My interest in home schooling dates back to childhood days. My parents decided to home school their children as a matter of conviction. They believed that the home was the most ideal environment for fostering creativity, inquiry, and practical learning.




Hence, I began home school at the age of eight. My mother, who was my teacher for the first eight grades, professionally was a secretary. During this time, we were living in Latin America and consequently did not have to fight any legal battles. Nor did we have any support groups, which I am sure would have been helpful, in the educational area.




From grade nine through the twelfth grade, I continued to study at home on my own through Home Study International. There was always so much more time to study music at the conservatory, farm, carry on projects in the community, engage in carpentry and construction endeavors, and in general learn about life and people.

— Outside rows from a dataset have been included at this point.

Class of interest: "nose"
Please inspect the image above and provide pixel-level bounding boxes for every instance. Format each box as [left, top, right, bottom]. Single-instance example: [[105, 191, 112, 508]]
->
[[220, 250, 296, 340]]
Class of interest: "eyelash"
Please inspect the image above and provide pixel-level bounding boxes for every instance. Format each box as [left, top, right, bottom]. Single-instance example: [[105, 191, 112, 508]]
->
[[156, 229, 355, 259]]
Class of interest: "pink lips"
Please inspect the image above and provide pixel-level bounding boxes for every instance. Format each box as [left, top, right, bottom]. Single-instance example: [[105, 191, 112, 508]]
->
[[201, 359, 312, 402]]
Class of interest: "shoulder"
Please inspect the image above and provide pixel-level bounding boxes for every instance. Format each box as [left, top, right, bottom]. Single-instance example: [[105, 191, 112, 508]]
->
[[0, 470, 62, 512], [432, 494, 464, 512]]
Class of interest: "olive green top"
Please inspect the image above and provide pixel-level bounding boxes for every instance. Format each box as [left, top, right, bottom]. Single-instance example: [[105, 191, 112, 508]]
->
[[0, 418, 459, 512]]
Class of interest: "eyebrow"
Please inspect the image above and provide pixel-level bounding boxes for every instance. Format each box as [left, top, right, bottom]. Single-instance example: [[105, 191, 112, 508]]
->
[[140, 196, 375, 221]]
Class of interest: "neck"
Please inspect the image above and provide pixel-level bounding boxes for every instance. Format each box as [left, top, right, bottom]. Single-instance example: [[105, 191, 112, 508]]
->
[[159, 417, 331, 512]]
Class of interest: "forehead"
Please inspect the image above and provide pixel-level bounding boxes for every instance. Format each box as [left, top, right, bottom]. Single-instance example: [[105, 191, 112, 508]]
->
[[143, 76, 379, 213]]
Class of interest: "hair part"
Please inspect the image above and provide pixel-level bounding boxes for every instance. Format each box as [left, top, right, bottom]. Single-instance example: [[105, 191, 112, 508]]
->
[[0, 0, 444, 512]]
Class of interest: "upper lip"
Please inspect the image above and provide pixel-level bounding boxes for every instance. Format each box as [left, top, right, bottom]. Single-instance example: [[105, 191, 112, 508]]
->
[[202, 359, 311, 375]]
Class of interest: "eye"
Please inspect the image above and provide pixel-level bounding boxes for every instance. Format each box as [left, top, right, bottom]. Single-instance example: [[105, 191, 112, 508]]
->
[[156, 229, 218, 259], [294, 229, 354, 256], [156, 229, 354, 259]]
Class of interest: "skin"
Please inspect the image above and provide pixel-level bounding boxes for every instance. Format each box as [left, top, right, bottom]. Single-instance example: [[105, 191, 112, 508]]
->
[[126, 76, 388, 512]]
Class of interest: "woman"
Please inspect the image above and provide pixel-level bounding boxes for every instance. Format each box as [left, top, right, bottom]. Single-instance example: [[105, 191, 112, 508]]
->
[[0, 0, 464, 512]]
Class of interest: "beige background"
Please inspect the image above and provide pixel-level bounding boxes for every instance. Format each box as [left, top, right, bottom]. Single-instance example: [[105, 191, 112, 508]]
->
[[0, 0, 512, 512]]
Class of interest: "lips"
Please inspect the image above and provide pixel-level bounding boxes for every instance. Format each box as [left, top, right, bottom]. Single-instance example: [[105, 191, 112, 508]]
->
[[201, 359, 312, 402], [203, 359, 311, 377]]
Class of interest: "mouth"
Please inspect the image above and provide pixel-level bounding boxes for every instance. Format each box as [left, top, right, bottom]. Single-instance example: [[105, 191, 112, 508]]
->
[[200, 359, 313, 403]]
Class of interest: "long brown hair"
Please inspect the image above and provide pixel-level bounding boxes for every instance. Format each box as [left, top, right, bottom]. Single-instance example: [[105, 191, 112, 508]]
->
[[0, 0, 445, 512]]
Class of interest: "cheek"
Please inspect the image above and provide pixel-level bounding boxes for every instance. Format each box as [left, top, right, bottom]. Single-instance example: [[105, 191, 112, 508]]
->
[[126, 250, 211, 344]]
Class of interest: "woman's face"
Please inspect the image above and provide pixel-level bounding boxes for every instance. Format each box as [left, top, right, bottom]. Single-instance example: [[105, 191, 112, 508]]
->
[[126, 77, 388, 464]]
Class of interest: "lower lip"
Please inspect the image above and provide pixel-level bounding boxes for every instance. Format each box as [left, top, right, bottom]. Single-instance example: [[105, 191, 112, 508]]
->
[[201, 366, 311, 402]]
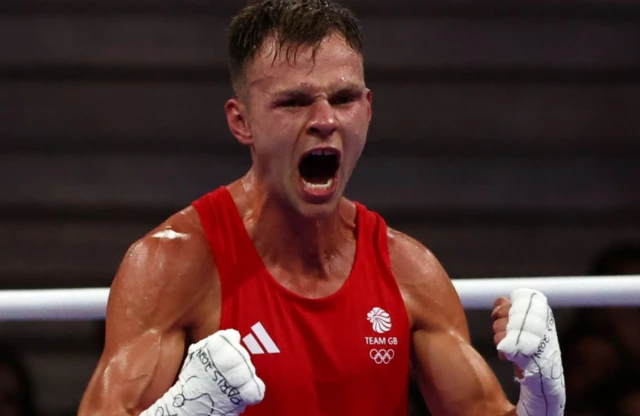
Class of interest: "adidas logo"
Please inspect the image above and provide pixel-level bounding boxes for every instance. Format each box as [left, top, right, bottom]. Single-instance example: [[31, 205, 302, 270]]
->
[[242, 322, 280, 354]]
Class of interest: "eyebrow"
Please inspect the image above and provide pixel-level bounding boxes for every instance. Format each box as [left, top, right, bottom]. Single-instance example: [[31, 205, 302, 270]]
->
[[273, 82, 366, 98]]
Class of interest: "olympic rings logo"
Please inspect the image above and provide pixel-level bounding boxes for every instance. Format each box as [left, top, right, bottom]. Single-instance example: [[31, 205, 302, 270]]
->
[[369, 349, 396, 364]]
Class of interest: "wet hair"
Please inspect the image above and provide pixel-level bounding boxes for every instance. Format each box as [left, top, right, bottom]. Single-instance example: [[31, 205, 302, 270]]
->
[[0, 345, 36, 416], [227, 0, 364, 94]]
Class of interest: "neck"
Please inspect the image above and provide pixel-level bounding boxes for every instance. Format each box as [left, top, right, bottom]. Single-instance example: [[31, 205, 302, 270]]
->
[[235, 172, 354, 277]]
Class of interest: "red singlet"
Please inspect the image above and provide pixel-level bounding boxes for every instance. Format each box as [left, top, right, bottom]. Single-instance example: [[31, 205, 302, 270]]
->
[[193, 187, 410, 416]]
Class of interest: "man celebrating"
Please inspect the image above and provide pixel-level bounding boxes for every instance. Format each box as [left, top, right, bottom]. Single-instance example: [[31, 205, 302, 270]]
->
[[80, 0, 564, 416]]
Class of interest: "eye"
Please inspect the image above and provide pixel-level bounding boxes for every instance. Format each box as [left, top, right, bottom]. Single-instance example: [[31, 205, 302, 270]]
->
[[331, 92, 359, 105]]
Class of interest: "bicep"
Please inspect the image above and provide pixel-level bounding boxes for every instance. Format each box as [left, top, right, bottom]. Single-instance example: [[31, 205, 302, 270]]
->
[[390, 231, 513, 416], [79, 329, 184, 415], [412, 327, 512, 416], [79, 239, 186, 415]]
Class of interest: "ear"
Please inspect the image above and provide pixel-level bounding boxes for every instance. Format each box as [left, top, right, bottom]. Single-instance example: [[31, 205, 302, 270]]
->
[[224, 98, 253, 146]]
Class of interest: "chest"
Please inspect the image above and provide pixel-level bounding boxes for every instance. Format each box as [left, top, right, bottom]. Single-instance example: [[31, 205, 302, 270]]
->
[[222, 282, 410, 414]]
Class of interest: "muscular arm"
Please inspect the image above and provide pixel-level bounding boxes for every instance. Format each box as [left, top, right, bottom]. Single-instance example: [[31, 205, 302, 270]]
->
[[79, 214, 218, 416], [389, 230, 516, 416]]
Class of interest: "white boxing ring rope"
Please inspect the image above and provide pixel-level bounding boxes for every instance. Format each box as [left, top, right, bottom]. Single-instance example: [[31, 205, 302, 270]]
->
[[0, 275, 640, 321]]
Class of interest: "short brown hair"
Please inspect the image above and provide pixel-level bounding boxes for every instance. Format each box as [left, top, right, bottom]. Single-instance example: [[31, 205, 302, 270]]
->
[[227, 0, 364, 93]]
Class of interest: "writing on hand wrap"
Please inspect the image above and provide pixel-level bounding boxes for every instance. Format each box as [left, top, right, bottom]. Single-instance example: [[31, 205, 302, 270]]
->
[[193, 347, 244, 406]]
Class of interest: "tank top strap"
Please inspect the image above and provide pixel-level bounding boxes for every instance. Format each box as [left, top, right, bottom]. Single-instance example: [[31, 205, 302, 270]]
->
[[355, 202, 391, 273], [192, 186, 261, 293]]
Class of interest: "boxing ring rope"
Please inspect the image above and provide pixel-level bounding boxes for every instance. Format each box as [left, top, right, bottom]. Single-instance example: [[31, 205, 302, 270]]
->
[[0, 275, 640, 321]]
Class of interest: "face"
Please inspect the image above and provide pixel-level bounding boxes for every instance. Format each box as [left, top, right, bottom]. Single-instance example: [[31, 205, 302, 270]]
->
[[225, 35, 371, 218]]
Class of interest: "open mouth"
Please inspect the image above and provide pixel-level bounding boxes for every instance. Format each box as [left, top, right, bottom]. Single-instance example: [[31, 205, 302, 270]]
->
[[298, 149, 340, 191]]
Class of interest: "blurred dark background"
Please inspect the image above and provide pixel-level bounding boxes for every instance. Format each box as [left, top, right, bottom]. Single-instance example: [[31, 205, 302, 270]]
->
[[0, 0, 640, 416]]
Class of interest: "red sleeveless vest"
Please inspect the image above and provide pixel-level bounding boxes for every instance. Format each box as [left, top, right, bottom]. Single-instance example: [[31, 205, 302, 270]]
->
[[193, 187, 410, 416]]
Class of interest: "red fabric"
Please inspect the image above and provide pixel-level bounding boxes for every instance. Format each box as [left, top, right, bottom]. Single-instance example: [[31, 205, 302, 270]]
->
[[193, 187, 410, 416]]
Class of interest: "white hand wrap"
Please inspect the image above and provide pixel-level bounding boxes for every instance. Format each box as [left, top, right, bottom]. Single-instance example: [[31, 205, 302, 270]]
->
[[498, 289, 566, 416], [140, 329, 265, 416]]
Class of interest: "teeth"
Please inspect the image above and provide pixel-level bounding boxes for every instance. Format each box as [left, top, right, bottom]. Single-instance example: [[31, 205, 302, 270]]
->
[[302, 178, 333, 191], [311, 149, 336, 156]]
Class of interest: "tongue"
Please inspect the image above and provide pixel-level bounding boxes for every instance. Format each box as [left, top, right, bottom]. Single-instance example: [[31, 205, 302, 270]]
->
[[303, 176, 331, 185]]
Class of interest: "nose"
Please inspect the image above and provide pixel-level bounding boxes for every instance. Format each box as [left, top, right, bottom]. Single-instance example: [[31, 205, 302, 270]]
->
[[307, 100, 338, 139]]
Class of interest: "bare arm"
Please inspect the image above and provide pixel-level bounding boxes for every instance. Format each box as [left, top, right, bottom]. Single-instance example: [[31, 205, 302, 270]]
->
[[78, 214, 211, 416], [389, 230, 516, 416]]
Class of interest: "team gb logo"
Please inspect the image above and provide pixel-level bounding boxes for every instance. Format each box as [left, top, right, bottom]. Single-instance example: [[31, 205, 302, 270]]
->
[[367, 307, 391, 334]]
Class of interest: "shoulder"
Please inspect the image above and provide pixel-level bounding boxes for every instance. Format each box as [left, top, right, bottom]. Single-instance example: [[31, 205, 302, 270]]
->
[[109, 207, 215, 328], [387, 228, 466, 329]]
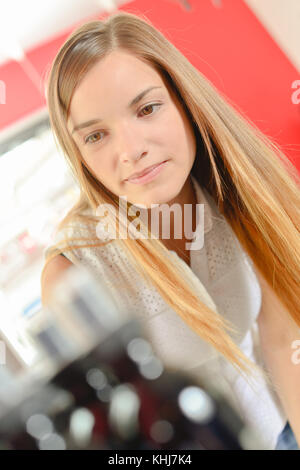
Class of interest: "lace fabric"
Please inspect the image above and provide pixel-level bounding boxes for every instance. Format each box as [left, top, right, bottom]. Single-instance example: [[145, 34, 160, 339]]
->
[[44, 176, 287, 449]]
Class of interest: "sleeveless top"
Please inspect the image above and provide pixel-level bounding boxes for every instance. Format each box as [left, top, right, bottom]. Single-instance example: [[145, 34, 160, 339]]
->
[[45, 175, 287, 450]]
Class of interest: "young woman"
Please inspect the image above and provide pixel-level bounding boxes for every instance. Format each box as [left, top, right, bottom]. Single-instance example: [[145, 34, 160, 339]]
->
[[41, 12, 300, 449]]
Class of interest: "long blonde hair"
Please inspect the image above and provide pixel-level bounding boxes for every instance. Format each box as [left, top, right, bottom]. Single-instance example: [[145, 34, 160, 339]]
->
[[42, 12, 300, 392]]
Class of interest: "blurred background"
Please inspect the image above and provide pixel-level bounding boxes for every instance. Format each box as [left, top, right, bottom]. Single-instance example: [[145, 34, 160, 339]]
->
[[0, 0, 300, 390]]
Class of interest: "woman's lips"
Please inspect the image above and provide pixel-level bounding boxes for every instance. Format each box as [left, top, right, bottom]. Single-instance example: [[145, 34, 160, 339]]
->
[[126, 160, 168, 184]]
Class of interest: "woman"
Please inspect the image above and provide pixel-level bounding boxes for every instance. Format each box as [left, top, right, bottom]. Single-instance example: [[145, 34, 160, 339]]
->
[[42, 12, 300, 449]]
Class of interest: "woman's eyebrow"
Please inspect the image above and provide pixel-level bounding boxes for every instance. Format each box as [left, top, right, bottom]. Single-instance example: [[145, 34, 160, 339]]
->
[[72, 86, 162, 134]]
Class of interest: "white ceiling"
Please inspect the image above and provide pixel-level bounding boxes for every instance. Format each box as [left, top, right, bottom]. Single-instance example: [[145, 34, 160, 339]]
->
[[0, 0, 129, 64]]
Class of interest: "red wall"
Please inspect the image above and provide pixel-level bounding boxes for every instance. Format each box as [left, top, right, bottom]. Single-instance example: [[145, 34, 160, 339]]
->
[[0, 0, 300, 169]]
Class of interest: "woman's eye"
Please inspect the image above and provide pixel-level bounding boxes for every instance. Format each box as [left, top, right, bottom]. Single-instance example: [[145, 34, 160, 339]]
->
[[84, 103, 162, 144], [84, 132, 102, 144], [141, 103, 161, 116]]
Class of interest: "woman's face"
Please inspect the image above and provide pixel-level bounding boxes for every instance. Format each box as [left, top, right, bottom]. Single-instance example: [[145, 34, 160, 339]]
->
[[68, 51, 196, 208]]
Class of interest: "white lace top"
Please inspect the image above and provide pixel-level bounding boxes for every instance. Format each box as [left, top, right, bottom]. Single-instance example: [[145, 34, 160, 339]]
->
[[44, 176, 287, 449]]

At eighteen, the pattern was broken and I entered a “formal” college program. There I became much involved in campus and academic activities, and completed science, religion, and education programs. Since then, among other pursuits, I have become more deeply interested in education itself, completeing a master’s degree in Educational Administration. Presently, I am finalizing a Ph.D. in Curriculum and Instruction at Andrews University, where I serve as faculty.




In regard to educational research, I began to perceive that a national home schooling movement was in an upward trend. The phenomenon has arisen to the notice of parents, educators, judicial systems, and legislative assemblies. The resurgence of interest is evidenced, for example, by the proliferation of home school support organizations and a dramatic surge in home school litigation. Home schooling has become both a national and an international concern; and as such deserves more than casual attention.




Legitimate questions have been raised regarding the viability of home schooling and its impact upon children and society. While praised for its flexibility and individualization, the home school has also been criticized as being narrow, impractical, and potentially deleterious to the child’s social development. A specific allegation, mentioned by critics of the home schooling movement, is that home schooled children suffer adversely from social deprivation which, in turn, negatively impacts upon their self-concept. Home school advocates, on the other hand, contend that the development of positive, intimate relationships with teacher-parents, the opportunity for intellectual exploration and individualized learning, and the demise of negative peer pressure enhance the child’s self-image and encourage superior academic achievement.




In view of the dramatic renaissance of the home schooling movement and the confrontations which are multiplying in educational, legislative, and judicial circles, it is ironic that there is a serious lack of research which deals directly with the subject. Until objective research is conducted, educators and public authorities may continue to rely upon hearsay or intuition. Perhaps the fact that laws regarding home instruction vary considerably from state to state, and that various courts have at times taken opposing views, underscores the need for additional evidence upon which to base legislative and judicial decisions.




My study seeks to answer the most frequently raised issue regarding the home school: Are home schooled children socially deprived? In essence, educational theory and related research (viz, that involving individualized instruction and independent study behaviors) indicate that there may be a difference in the social self-concept of home schooled children as compared to those schooled in the conventional classroom. The specific home schooling effect is as yet largely unknown.




The investigation examines home schooling children in grades four through twelve, utilizing the Piers-Harris Children’s Self-Concept Scale and a demographic form. The randomized sample was drawn from the mailing lists of the two largest national home schooling agencies Hewitt Research and Holt Associates (with a combined total of approximately 45,000 addresses). The resulting data will be statistically analyzed.




As a result of this study, to be finalized during 1986, I foresee the realistic formation of an empirical base from which to assess one of the most significant educational trends of the decade, thus contributing toward a better understanding of educational theory and practice. It is possible that the home school movement could provide a viable avenue for the learner, not adequately served in the conventional classroom, to experience challenge and growth. Opportunities could be opened for extended educational research in an area where children develop in a natural environment, surrounded by high levels of parental attention and support.




Editor’s note: Wesley Taylor expects to be able to officially release the findings of his study sometime during May of 1986. I look forward to it.